Одинокий странник. Тристесса. Сатори в Париже - Керуак Джек. Страница 42

Хотя вмаза принесла мне какую-то пользу, и к бутылке с тех пор я не притрагивался, меня обволокла некая усталая веселость, с оттенком необузданной силы — морфий облагородил мои опасения, но я б не стал все же принимать его из-за слабости, кою он сообщает моим ребрам, мне их сломают. «Я не хочу после этого никакого морфия», — даю я клятву, и меня тянет убраться подальше от всяких морфинистских базаров, кои, после спорадических слушаний, наконец меня измотали.
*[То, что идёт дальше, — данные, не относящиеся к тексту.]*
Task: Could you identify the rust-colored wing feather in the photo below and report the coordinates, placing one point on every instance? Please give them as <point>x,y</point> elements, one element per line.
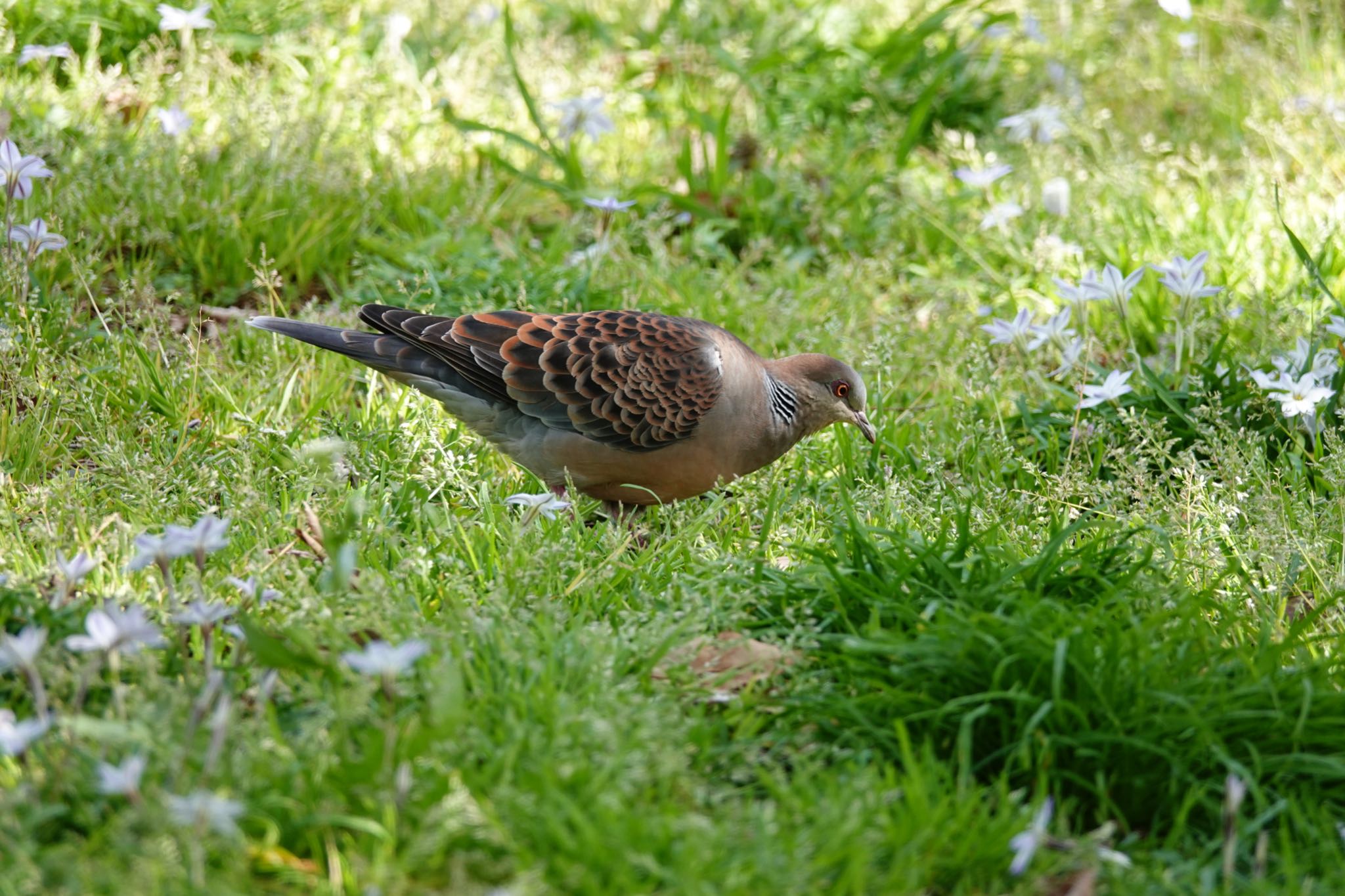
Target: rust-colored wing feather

Я встаю на выход, Эль-Индио пойдет со мной, проводит меня до угла, хотя по первости он спорит с ними, точно ему хотелось остаться или чего-то дальнейшего. Выходим мы быстро, Тристесса закрывает дверь у нас сзади, я даже не всматриваюсь в нее, лишь искоса, как она закрывает, давая понять, что потом увидимся. Мы с Эль-Индио решительно шагаем по склизким дождливым проходам, сворачиваем вправо и срезаем на рыночную улицу, я уже отметил его черную шляпу, и вот я тут на улице со знаменитым Мрачным Мерзавцем — я уже поржал и сказал: «Ты совсем как Дэйв (бывший муж Тристессы), у тебя даже черная шляпа», поскольку Дэйва я разок видел, на Редондас — в суматохе и дикомани теплым вечером в пятницу с автобусами, что медленно парадировали мимо, и толпами на тротуарах; Дэйв отдает пакетик своему мальчишке, торговец зовет легавого, легавый прибегает, мальчишка отдает его обратно Дэйву, Дэйв говорит: «Ладно, бери и тикай», и швыряет его назад, а мальчишка сигает на подножку летящего автобуса и виснет на толпе с чреслами своими, тело его нависает над улицей, а руки несгибаемо цепляются за шест автобусной двери, легавые поймать не могут. Дэйв тем временем свинтил в салун, снял свою легендарную черную шляпу и сидит в углу с другими мужиками, глядя прямо перед собой — легавым не найти. Я восхищался Дэйвом за то, что кишка у него не тонка, теперь восхищаюсь Эль-Индио за то, что у него. Когда выходим из Тристессиного жилья, он испускает свист и крик кучке народу на углу, мы чешем себе дальше, а они растягиваются, и мы подходим к углу и идем такие, беседуя, я не обратил внимания на то, что он сделал, мне одного хочется, идти прямиком домой. Начало моросить.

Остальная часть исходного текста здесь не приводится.